Los sistemas de backlight en los LG suelen fallar mucho, sobre todo en la serie LA, que suele ser la misma que las LN.

Por eso mismo, no creo que tu problema esté en la fuente. Seguramente el led que te pasó tu amigo no tiene las mismas características que el led que estás tratando de reemplazar. Reemplaza la tira o si vas a repararla, asegúrate que sea con un led usado en el mismo tipo de tira LG (un led de tira Samsung no tendría las mismas prestaciones que uno de una tira LG o viceversa, al menos así ha pasado con mi experiencia).


----------



## hellfire4 (Feb 13, 2017)

El chasis en LB33B.

El manual de ese modelo justamente solo esta accesible pagando, pero se pudo conseguir otro que tiene justamente el mismo chasis:

CHASSIS : LB33B
MODEL : 55LA62** 55LA62**-T*

Espero que les valga


----------



## esteban264 (Feb 13, 2017)

Gracias *skynetronics* , vere que puedo conseguir, aparentemente es mas sencillo reemplazar la tira completa ya que no debo soldar nada, ya que es tan pequeño el led que al soldarlo nose si puedo dañarlo a exponerlo a temperatura tan alta, pero sera un led para LG con esas caracteristicas y gracias *hellfire4* por el manual.


----------



## Djpinchi (Feb 14, 2017)

Hola, yo tengo el mismo problema con mi lg 50LA620S. O al menos eso creo porque se queda con la pantalla negra aunque se oye y se intullen sombras, pero me hace dudar el led de encendido ya que parpadea 3o cuatro veces cuando la enciendo(podria ser la fuente de alimentacion?) si fueran los leds me podriais orientar para conseguir las barras led sueltas (he visto el pack completo y es muy caro) o al menos donde comprar los led sueltos y compatibles? Gracias de antemano


----------



## esteban264 (Feb 15, 2017)

Hola *Djpinchi* , en mi caso hace lo mismo, es decir, cuando enciende prende por un segundo, y cuando lo apago también, pero la primera vez que me paso lo solucione cambiando un led del backlight, a los led lo estoy por comprar por la pagina de mercadolibre Argentina, ya que en mi ciudad no se consiguen. Saludos.


----------



## esteban264 (Feb 24, 2017)

Hola, luego de una semana de espera, les cuento como me fue, primero revise el led  "genérico" que puse como reemplazo y sorpresa, no estaba quemado, aparentemente la soldadura que había hecho no estaba bien, porque me dispuse a probar uno por uno todos los leds del panel (54 leds) para sacar esa conclusión. El Backlight volvió a funcionar, reemplace de nuevo el led, ya que compre uno original de LG.
Ahora, me surgió otro problema, digamos de detalle visual:











Eso es con colores uniformes, pero con un video se ve asi:











Ahora, esta claro que algunos difusores o reflectores se despegaron y otros se mancharon, obviamente los volveré a pegar y limpiar.

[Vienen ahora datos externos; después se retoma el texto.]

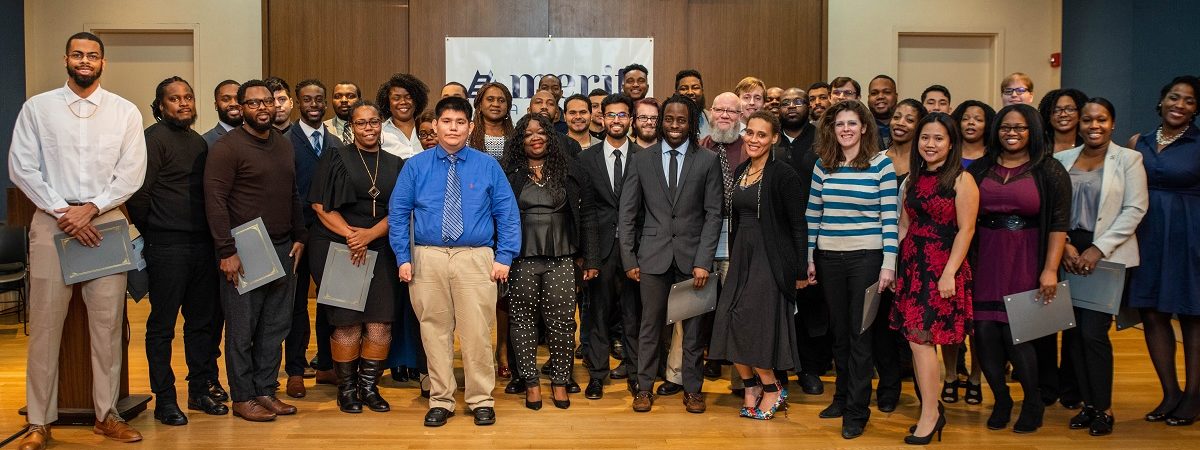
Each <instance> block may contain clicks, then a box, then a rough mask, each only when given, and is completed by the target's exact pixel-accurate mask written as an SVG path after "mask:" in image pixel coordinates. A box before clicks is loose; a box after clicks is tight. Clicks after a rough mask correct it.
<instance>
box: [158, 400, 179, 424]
mask: <svg viewBox="0 0 1200 450" xmlns="http://www.w3.org/2000/svg"><path fill="white" fill-rule="evenodd" d="M154 419H155V420H157V421H160V422H162V425H172V426H180V425H187V416H186V415H184V412H181V410H179V406H178V404H175V403H174V402H170V403H164V404H160V406H155V408H154Z"/></svg>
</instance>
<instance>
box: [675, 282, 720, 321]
mask: <svg viewBox="0 0 1200 450" xmlns="http://www.w3.org/2000/svg"><path fill="white" fill-rule="evenodd" d="M692 283H694V281H692V278H688V280H686V281H680V282H678V283H674V284H671V294H670V295H668V296H667V325H671V324H674V323H676V322H679V320H685V319H690V318H692V317H696V316H700V314H703V313H706V312H709V311H715V310H716V278H715V277H709V278H708V282H706V283H704V287H703V288H700V289H696V288H695V287H692Z"/></svg>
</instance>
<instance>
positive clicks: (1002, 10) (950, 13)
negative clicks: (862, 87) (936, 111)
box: [826, 0, 1062, 102]
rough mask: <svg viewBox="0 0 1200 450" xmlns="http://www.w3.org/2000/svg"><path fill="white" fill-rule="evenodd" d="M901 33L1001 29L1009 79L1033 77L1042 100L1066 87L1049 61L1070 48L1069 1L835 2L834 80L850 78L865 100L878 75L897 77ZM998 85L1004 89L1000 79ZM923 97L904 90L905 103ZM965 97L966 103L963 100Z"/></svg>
mask: <svg viewBox="0 0 1200 450" xmlns="http://www.w3.org/2000/svg"><path fill="white" fill-rule="evenodd" d="M900 32H962V34H992V32H995V34H997V35H998V38H1000V40H998V42H997V46H998V48H997V50H998V52H997V55H996V56H997V58H996V62H997V67H996V72H998V73H1001V74H1000V77H1001V78H1002V77H1004V76H1007V74H1008V73H1012V72H1025V73H1027V74H1028V76H1030V77H1031V78H1033V84H1034V88H1036V90H1034V97H1036V98H1037V100H1040V98H1042V94H1044V92H1046V91H1049V90H1051V89H1057V88H1058V85H1060V70H1058V68H1052V67H1050V64H1049V60H1050V54H1051V53H1055V52H1060V48H1061V47H1062V1H1061V0H1007V1H991V0H830V1H829V47H828V50H829V64H828V73H827V74H826V76H827V78H826V80H829V79H833V78H834V77H839V76H848V77H851V78H854V79H857V80H858V82H859V83H860V84H862V85H863V90H864V92H863V94H864V96H865V91H866V83H868V82H869V80H870V79H871V78H874V77H875V76H876V74H880V73H886V74H890V76H893V77H894V76H895V74H896V71H898V64H896V59H898V42H896V41H898V38H896V36H898V35H899V34H900ZM947 76H948V77H953V74H947ZM901 83H902V82H901ZM996 83H997V85H996V86H995V89H996V90H997V91H998V90H1000V86H998V78H997V80H996ZM952 94H953V92H952ZM997 94H998V92H997ZM919 96H920V91H914V92H907V91H901V92H900V97H901V98H905V97H919ZM960 100H966V98H958V96H955V102H958V101H960ZM997 100H998V96H997Z"/></svg>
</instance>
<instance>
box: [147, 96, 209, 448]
mask: <svg viewBox="0 0 1200 450" xmlns="http://www.w3.org/2000/svg"><path fill="white" fill-rule="evenodd" d="M150 110H151V112H152V113H154V118H155V120H157V121H158V122H157V124H154V125H151V126H150V127H149V128H146V131H145V139H146V176H145V181H144V182H143V184H142V188H140V190H138V192H137V193H134V194H133V197H130V202H128V203H126V206H127V209H128V211H130V220H131V221H132V222H133V224H136V226H137V227H138V230H139V232H142V238H143V239H144V240H145V248H144V250H143V256H144V257H145V260H146V271H148V275H149V276H150V316H149V317H148V318H146V336H145V338H146V364H148V366H149V367H150V390H151V391H154V395H155V408H154V418H155V419H156V420H158V421H161V422H162V424H164V425H186V424H187V416H186V415H184V412H181V410H180V409H179V404H178V403H176V401H175V398H176V397H175V372H173V371H172V368H170V353H172V341H173V340H174V336H175V322H176V319H178V316H179V313H180V311H182V313H184V360H185V361H186V362H187V408H188V409H198V410H203V412H204V413H206V414H211V415H223V414H228V413H229V408H228V407H226V406H224V404H223V403H221V402H222V401H224V400H228V396H214V395H211V394H210V391H209V389H210V386H212V385H216V384H217V373H218V370H217V355H218V354H220V349H218V348H217V346H218V344H220V342H221V324H222V322H223V320H222V319H221V310H220V305H221V304H220V299H218V296H217V289H218V287H220V284H218V283H220V282H221V278H218V277H217V262H216V259H215V254H216V253H214V251H212V238H211V235H210V234H209V223H208V221H206V220H205V218H204V186H203V184H204V162H205V158H206V157H208V156H209V146H208V145H206V144H205V143H204V138H202V137H200V134H197V133H196V132H194V131H192V125H193V124H196V97H194V95H193V94H192V85H190V84H187V82H186V80H184V79H182V78H179V77H170V78H167V79H164V80H162V83H158V88H157V89H156V90H155V101H154V103H151V104H150Z"/></svg>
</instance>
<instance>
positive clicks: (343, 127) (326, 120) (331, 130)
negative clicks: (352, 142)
mask: <svg viewBox="0 0 1200 450" xmlns="http://www.w3.org/2000/svg"><path fill="white" fill-rule="evenodd" d="M359 98H362V90H360V89H359V85H358V84H354V83H350V82H340V83H337V84H335V85H334V94H332V96H331V98H330V101H331V102H332V103H334V116H332V118H331V119H329V120H326V121H325V128H326V130H329V132H330V133H331V134H334V136H336V137H337V138H338V139H341V142H342V144H349V143H352V142H354V134H353V133H350V112H352V109H353V108H352V107H353V106H354V103H358V101H359ZM301 114H302V113H301Z"/></svg>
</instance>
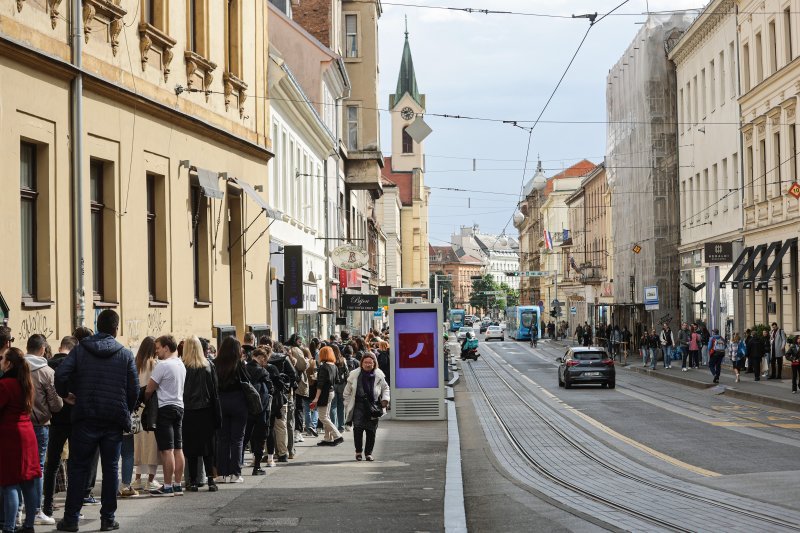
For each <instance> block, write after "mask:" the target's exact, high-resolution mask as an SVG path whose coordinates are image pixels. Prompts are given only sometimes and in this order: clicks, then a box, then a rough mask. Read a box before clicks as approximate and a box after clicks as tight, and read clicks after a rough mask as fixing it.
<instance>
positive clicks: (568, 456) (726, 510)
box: [462, 343, 800, 531]
mask: <svg viewBox="0 0 800 533" xmlns="http://www.w3.org/2000/svg"><path fill="white" fill-rule="evenodd" d="M507 344H509V343H498V344H491V345H488V344H487V343H483V345H482V350H481V351H482V353H483V354H484V357H483V358H481V360H479V361H478V362H477V363H466V364H463V365H462V367H463V369H464V374H465V377H466V384H467V387H468V389H469V390H470V391H472V392H480V393H481V394H480V395H478V394H474V395H473V398H474V399H475V404H476V405H475V407H476V411H477V413H478V417H479V418H480V420H481V424H482V426H483V428H484V433H485V435H486V438H487V439H488V440H489V441H490V442H491V443H492V447H493V450H494V451H495V454H496V455H497V457H498V460H499V462H500V464H502V465H503V466H504V467H505V468H506V469H507V470H508V471H509V472H510V473H511V474H512V475H513V476H515V477H516V478H517V479H518V480H520V481H522V482H523V483H526V484H528V485H530V486H531V487H533V488H534V489H535V490H536V491H538V492H540V493H542V494H545V495H547V496H548V497H550V498H552V499H553V500H555V501H557V502H559V503H560V504H562V505H565V506H567V507H569V508H571V509H573V510H574V512H575V513H578V514H580V515H583V516H588V517H593V518H594V519H600V520H602V521H603V522H604V523H605V524H607V525H609V526H612V527H619V528H623V529H628V530H635V531H647V530H659V529H672V530H686V531H712V530H713V531H720V530H730V531H734V530H735V531H745V530H747V531H755V530H771V531H783V530H785V531H792V530H794V531H798V530H800V513H798V512H796V511H793V510H790V509H786V508H783V507H779V506H776V505H772V504H768V503H758V505H757V506H754V505H753V501H752V500H751V499H748V498H744V497H741V496H739V495H737V494H733V493H730V492H725V491H721V490H718V489H715V488H712V487H709V486H706V485H705V484H701V483H700V482H699V480H700V479H702V478H705V477H713V476H718V475H719V474H717V473H715V472H712V471H709V470H705V469H701V468H695V469H693V470H687V473H686V475H684V476H683V477H681V478H679V477H677V476H675V475H670V474H667V473H664V472H663V471H662V470H661V469H656V468H653V467H651V466H649V465H647V464H643V463H642V462H640V461H638V460H634V459H633V458H632V457H631V456H630V455H629V454H626V453H621V452H619V451H617V450H616V449H614V448H612V447H609V446H607V445H605V444H604V443H603V442H600V441H599V440H598V439H597V438H596V437H595V436H594V435H592V434H591V433H590V432H589V431H586V430H585V429H584V428H582V427H581V423H576V420H578V421H580V422H582V423H584V424H585V422H586V418H587V417H586V416H585V415H583V416H581V413H580V412H579V411H576V410H575V409H574V408H572V407H571V406H569V405H567V404H565V403H563V402H562V401H561V400H560V399H559V398H558V397H557V396H556V395H554V394H553V393H551V392H549V391H548V390H547V389H546V388H545V387H543V386H542V385H540V384H538V383H537V382H536V381H534V380H531V379H530V378H529V377H528V376H523V375H522V373H520V371H519V370H517V369H516V368H513V367H511V366H509V365H508V364H506V363H505V361H504V360H503V359H501V358H500V357H498V356H497V354H496V353H495V352H497V353H502V352H503V351H504V350H503V347H504V346H505V345H507ZM512 347H513V349H512V350H508V351H510V352H514V351H518V350H519V349H520V347H521V345H518V344H517V345H516V346H514V345H513V344H512V345H511V346H510V347H509V348H512ZM525 349H527V348H525ZM528 350H529V349H528ZM607 392H608V393H610V394H613V393H614V391H607ZM581 418H583V420H581ZM664 429H667V428H664ZM619 437H620V438H622V439H624V438H625V437H624V436H622V435H620V436H619ZM623 448H624V446H623ZM678 463H679V462H676V463H674V465H673V466H675V465H678V466H680V465H679V464H678ZM468 512H469V510H468Z"/></svg>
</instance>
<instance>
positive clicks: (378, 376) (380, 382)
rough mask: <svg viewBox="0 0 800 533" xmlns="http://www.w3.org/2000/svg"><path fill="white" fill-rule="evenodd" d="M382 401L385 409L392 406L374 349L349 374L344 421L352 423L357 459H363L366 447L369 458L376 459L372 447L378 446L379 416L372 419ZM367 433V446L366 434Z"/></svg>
mask: <svg viewBox="0 0 800 533" xmlns="http://www.w3.org/2000/svg"><path fill="white" fill-rule="evenodd" d="M378 404H380V407H381V410H382V411H383V412H385V410H386V408H387V407H388V406H389V385H388V384H387V383H386V376H385V375H384V374H383V372H381V370H380V369H379V368H378V361H377V360H376V359H375V356H374V355H373V354H372V352H365V354H364V356H363V357H362V358H361V366H360V367H359V368H358V369H357V370H354V371H353V372H351V373H350V377H348V378H347V386H346V387H345V389H344V410H345V420H347V421H348V422H350V423H352V424H353V441H354V442H355V445H356V461H360V460H361V459H362V455H361V452H362V450H363V452H364V454H365V455H366V458H367V461H373V460H374V459H373V458H372V449H373V447H374V446H375V432H376V431H377V430H378V421H379V420H380V418H379V417H376V418H373V415H372V406H373V405H376V406H377V405H378ZM365 432H366V434H367V442H366V446H362V445H363V444H364V433H365Z"/></svg>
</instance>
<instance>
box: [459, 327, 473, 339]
mask: <svg viewBox="0 0 800 533" xmlns="http://www.w3.org/2000/svg"><path fill="white" fill-rule="evenodd" d="M470 331H471V332H472V333H475V330H474V329H472V328H471V327H469V326H464V327H462V328H461V329H459V330H458V333H457V334H456V339H457V340H458V342H461V341H463V340H464V339H465V338H466V337H467V333H469V332H470Z"/></svg>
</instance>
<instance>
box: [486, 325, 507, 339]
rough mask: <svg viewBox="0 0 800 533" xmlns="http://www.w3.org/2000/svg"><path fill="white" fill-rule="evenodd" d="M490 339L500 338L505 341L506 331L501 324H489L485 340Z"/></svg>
mask: <svg viewBox="0 0 800 533" xmlns="http://www.w3.org/2000/svg"><path fill="white" fill-rule="evenodd" d="M490 339H500V340H501V341H504V340H506V333H505V331H503V328H501V327H500V326H489V327H488V328H487V329H486V337H484V340H485V341H486V342H489V340H490Z"/></svg>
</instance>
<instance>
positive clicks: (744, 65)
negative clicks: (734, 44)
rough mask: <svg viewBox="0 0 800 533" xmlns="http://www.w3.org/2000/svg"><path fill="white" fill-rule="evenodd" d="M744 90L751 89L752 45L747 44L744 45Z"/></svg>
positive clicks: (743, 68)
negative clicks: (750, 69)
mask: <svg viewBox="0 0 800 533" xmlns="http://www.w3.org/2000/svg"><path fill="white" fill-rule="evenodd" d="M742 81H743V83H744V85H743V86H742V91H744V92H747V91H749V90H750V83H751V79H750V45H749V44H745V45H744V46H742Z"/></svg>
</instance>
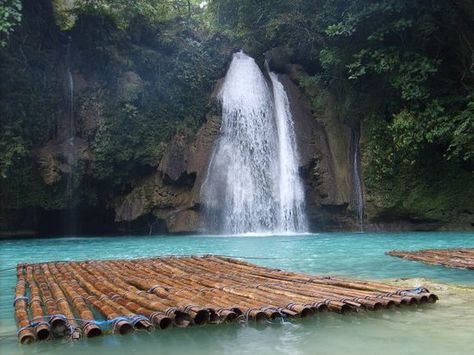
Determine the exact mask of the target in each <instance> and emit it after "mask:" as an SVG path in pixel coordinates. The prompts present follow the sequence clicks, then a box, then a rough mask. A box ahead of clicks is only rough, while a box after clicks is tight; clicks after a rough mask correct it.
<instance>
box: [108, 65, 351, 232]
mask: <svg viewBox="0 0 474 355" xmlns="http://www.w3.org/2000/svg"><path fill="white" fill-rule="evenodd" d="M293 69H294V68H293ZM288 72H289V74H282V75H280V80H281V82H282V83H283V85H284V87H285V90H286V92H287V94H288V97H289V101H290V106H291V111H292V114H293V120H294V124H295V130H296V135H297V140H298V148H299V155H300V161H299V167H300V172H301V175H302V176H303V179H304V184H305V190H306V196H307V210H308V217H309V220H310V226H311V230H337V229H341V228H342V229H349V228H356V225H355V219H354V217H353V213H352V211H351V201H352V196H353V191H352V186H353V184H352V176H351V173H350V172H351V159H350V156H351V154H350V152H351V128H350V127H349V126H347V125H345V124H343V123H342V122H340V121H339V120H338V119H337V117H335V115H334V113H333V111H332V110H331V102H330V101H328V102H327V104H326V105H325V107H326V110H325V111H324V112H318V113H315V112H312V110H311V106H310V103H309V102H308V100H307V99H306V97H305V96H304V94H303V92H302V91H301V90H300V88H299V87H298V86H297V85H296V84H295V82H294V80H292V77H293V79H295V78H294V77H295V75H296V74H295V70H290V71H288ZM300 74H301V73H300ZM216 91H217V90H216ZM216 91H215V92H216ZM211 96H212V100H215V93H214V94H213V95H211ZM219 129H220V118H219V116H218V115H217V114H213V115H209V116H208V119H207V121H206V123H205V124H204V125H203V126H202V127H201V128H200V130H199V131H198V133H197V135H196V136H195V137H194V138H192V139H191V138H190V137H189V136H187V135H186V134H184V133H177V134H176V135H175V136H174V137H173V139H172V140H171V142H170V143H169V144H168V146H167V148H166V151H165V153H164V155H163V158H162V159H161V162H160V164H159V166H158V169H157V171H156V172H155V173H154V174H152V175H151V176H149V177H147V178H145V179H143V180H142V181H140V183H139V184H138V185H137V187H136V188H135V189H134V190H133V191H132V192H130V193H129V194H128V195H126V196H123V197H122V198H120V199H119V200H118V201H117V203H116V207H115V213H116V221H117V222H130V221H134V220H137V219H138V218H140V217H142V216H144V215H152V216H154V217H155V218H158V219H159V220H162V221H164V222H165V225H166V230H167V231H168V232H170V233H191V232H196V231H200V230H202V227H203V226H202V221H203V219H202V216H201V208H200V207H201V204H200V189H201V185H202V183H203V181H204V179H205V177H206V173H207V166H208V164H209V159H210V155H211V153H212V147H213V145H214V142H215V140H216V139H217V138H218V135H219Z"/></svg>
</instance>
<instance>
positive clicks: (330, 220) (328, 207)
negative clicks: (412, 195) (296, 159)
mask: <svg viewBox="0 0 474 355" xmlns="http://www.w3.org/2000/svg"><path fill="white" fill-rule="evenodd" d="M290 75H292V74H291V72H290ZM281 80H282V83H283V85H284V86H285V90H286V92H287V94H288V98H289V101H290V106H291V111H292V114H293V121H294V124H295V130H296V135H297V140H298V148H299V151H300V171H301V174H302V176H303V179H304V183H305V187H306V202H307V207H308V208H307V210H308V217H309V220H310V225H311V229H312V230H321V229H340V228H351V227H353V224H354V222H353V221H354V220H353V217H352V214H351V212H350V210H349V208H350V205H351V201H352V194H353V192H352V186H353V184H352V176H351V174H350V171H351V160H350V136H351V130H350V128H349V127H348V126H346V125H344V124H343V123H341V122H339V121H338V120H337V118H336V117H334V114H333V111H331V103H330V101H329V102H328V103H327V104H326V105H325V107H326V109H325V111H324V112H317V113H316V112H312V110H311V106H310V104H309V102H308V100H307V99H306V98H305V96H304V94H303V93H302V91H301V90H300V89H299V88H298V87H297V85H296V84H295V83H294V82H293V81H292V80H291V78H290V76H288V75H282V76H281Z"/></svg>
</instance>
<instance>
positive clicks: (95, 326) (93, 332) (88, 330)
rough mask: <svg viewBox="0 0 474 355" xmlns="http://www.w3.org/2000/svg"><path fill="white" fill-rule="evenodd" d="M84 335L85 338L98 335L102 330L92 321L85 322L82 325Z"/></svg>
mask: <svg viewBox="0 0 474 355" xmlns="http://www.w3.org/2000/svg"><path fill="white" fill-rule="evenodd" d="M84 335H85V336H86V337H87V338H93V337H98V336H101V335H102V330H101V329H100V328H99V327H98V326H97V325H96V324H94V323H87V324H86V325H85V326H84Z"/></svg>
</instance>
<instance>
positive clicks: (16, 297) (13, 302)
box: [13, 296, 29, 307]
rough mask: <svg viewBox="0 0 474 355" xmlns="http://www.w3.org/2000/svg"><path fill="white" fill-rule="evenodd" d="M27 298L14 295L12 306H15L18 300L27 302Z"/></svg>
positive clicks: (14, 306)
mask: <svg viewBox="0 0 474 355" xmlns="http://www.w3.org/2000/svg"><path fill="white" fill-rule="evenodd" d="M28 299H29V298H28V297H26V296H20V297H15V299H14V300H13V307H15V305H16V303H17V302H18V301H26V302H27V303H28Z"/></svg>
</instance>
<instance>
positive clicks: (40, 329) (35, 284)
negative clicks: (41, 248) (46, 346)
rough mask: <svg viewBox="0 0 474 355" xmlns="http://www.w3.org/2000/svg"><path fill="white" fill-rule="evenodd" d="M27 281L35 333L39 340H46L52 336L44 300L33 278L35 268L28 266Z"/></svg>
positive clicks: (26, 265) (36, 284)
mask: <svg viewBox="0 0 474 355" xmlns="http://www.w3.org/2000/svg"><path fill="white" fill-rule="evenodd" d="M26 281H27V282H28V287H29V289H30V309H31V314H32V316H33V319H32V322H33V324H35V326H34V331H35V334H36V337H37V338H38V340H46V339H48V338H49V335H50V327H49V323H48V322H46V321H45V318H44V312H43V307H42V304H43V302H42V299H41V295H40V291H39V288H38V285H37V284H36V282H35V280H34V278H33V266H31V265H26Z"/></svg>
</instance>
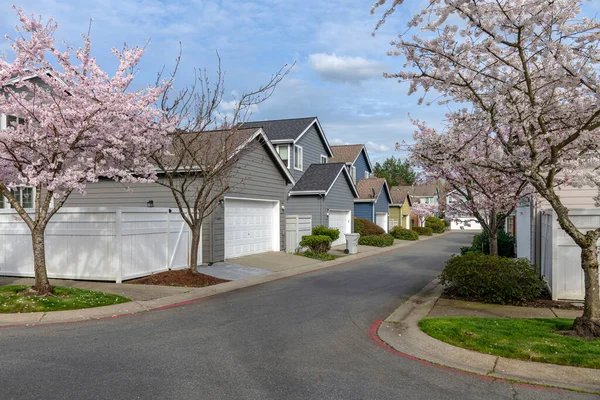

Agradecería mucho su opinión y en especial sugerencias y concejos en este nuevo problema. Saludos.


----------



## skynetronics (Feb 25, 2017)

Es normal que ocurra eso. Estas cosas generalmente ocurren cuando uno reemplaza un led quemado y no pega correctamente los difusores de luz. 

Habrá que limpiarlos bien (en caso de estar manchados) y fijarlos con un pegamento de calidad, que idealmente no opaque los difusores.


----------



## esteban264 (Feb 28, 2017)

Hola, les comento que realice la limpieza y pegue los difusores que estaban sueltos, mejoro bastante y aquí les muestro como quedo:





















Para pegar los difusores use Poxipol Transparente, anteriormente había usado la Gotita que en exceso opacaron algunos.

Por último quiero agradecer nuevamente a *hellfire4* por su ayuda y en especial a *skynetronics* por sus consejos. Un saludo a toda esta gran comunidad.


----------



## paulandrina (Nov 9, 2018)

hola mi problema es el siguiente,es con este modelo de televisor. perdi el control remoto, y intentando utilizar el smart con los botones dl tele, lo reinicie de fabrica. la cuestion es que me deja pasar hasta el paso 5 en terminos y condiciones cuando acepto todo se clava. no me deja volver atras ni continuar. (siempre con los botonesdel tele). alguien sabe que puedo hacer. necesito ayuda por favor


----------



## DOSMETROS (Nov 9, 2018)

Compra un control remoto nuevo.


----------



## paulandrina (Nov 10, 2018)

Se solucionara?


----------



## DOSMETROS (Nov 10, 2018)

El acceso a modo servicio es por control remoto.


----------



## D@rkbytes (Nov 10, 2018)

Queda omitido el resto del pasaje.